Le Dr Wakefield et ses collègues ont procédé à des iléoncolonoscopies et à des biopsies sur 55 enfants autistes et sur 5 enfants ayant d’autres troubles de développement. Dans la presque totalité des cas, le dossier médical montrait clairement qu’ils avaient subi une régression comportementale marquée et qu’ils avaient tous, sauf un, souffert de problèmes intestinaux. L’échantillon choisi a été comparé à un groupe témoin en bonne santé et à un autre formé par des enfants souffrant de colites ulcéreuses.

Les chercheurs ont constaté qu’une anomalie appelée hyperplasie** nodulaire lymphoïde de l’iléoncolon (LNH = lymphoid nodular hyperplasia) était présente chez 54 des enfants autistes ou assimilés mais qu’elle existait chez seulement deux personnes du groupe témoin. Les biopsies effectuées au niveau de l’iléon ont démontré la présence d’une autre anomalie, l’hyperplasie folliculaire réactive, chez 46 des sujets du groupe autiste et chez 4 des 14 enfants souffrant de colites*** ulcéreuses, mais qu’elle était absente chez les enfants du groupe témoin. De plus, parmi les enfants victimes de troubles de développement, 53 étaient aux prises avec des colites chroniques contre un seul dans le groupe témoin. On retrouvait également 4 cas d’inflammation de l’iléon dans le groupe autiste mais aucun dans le groupe témoin.

Les chercheurs arrivent à la conclusion qu’« une pathologie spécifique de l’iléoncolon avec particularités endoscopiques et histologiques a pu être identifiée chez un échantillon d’enfants affectés par des troubles de développement ».

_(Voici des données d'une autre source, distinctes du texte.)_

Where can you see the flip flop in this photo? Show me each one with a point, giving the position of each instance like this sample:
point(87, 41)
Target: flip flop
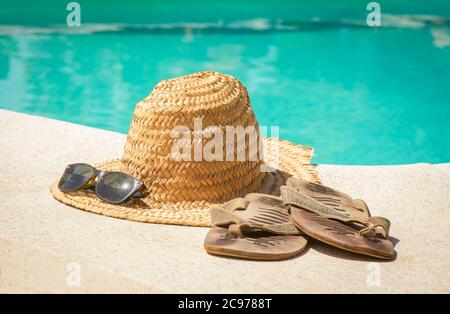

Avant ces dernières publications, une étude du Dr Wakefield publiée dans le Lancet en 1998 avait constitué la première tentative de lier l’autisme à la vaccination RRO. Dans cette recherche, le Dr Wakefield avait mis en évidence le fait que, sur un échantillon de 12 enfants chez qui on avait noté des anomalies ou des problèmes intestinaux et qui avaient subi une régression comportementale autistique, les symptômes autistiques étaient apparus, chez 8 d’entre eux, dans les semaines suivant la vaccination RRO. Plus tard, il avait rapporté des faits similaires chez 48 autres enfants. Ses recherches de 1998 l’avaient amené à la conclusion que, en raison de particularités génétiques qui affectent leur système immunitaire, certains enfants autistes «ne peuvent supporter impunément la présence de certains virus, probablement même si ceux-ci viennent de souches virales atténuées».

 

 



   * myéline : protéine qui entoure les fibres nerveuses
 ** hyperplasie : formation aux dépens d’un tissu sain d’un tissu pathologique semblable.
*** colite : inflammation du colon

* Singh, Vijenda, presentation to the International Public Conference on Vaccination, September 2000.

"Enterocolitis in children with developmental disorders", A. J. Wakefield, A. Anthony, S. H. Murch, M. Thompson, S. M. Montgomery, S. Davies, J. J. O’Leary, M. Berelowitz and J. A. Walker-Smith, American Journal of Gastroenterology, Vol. 95, No. 9, September 2000, pp. 2285-2295.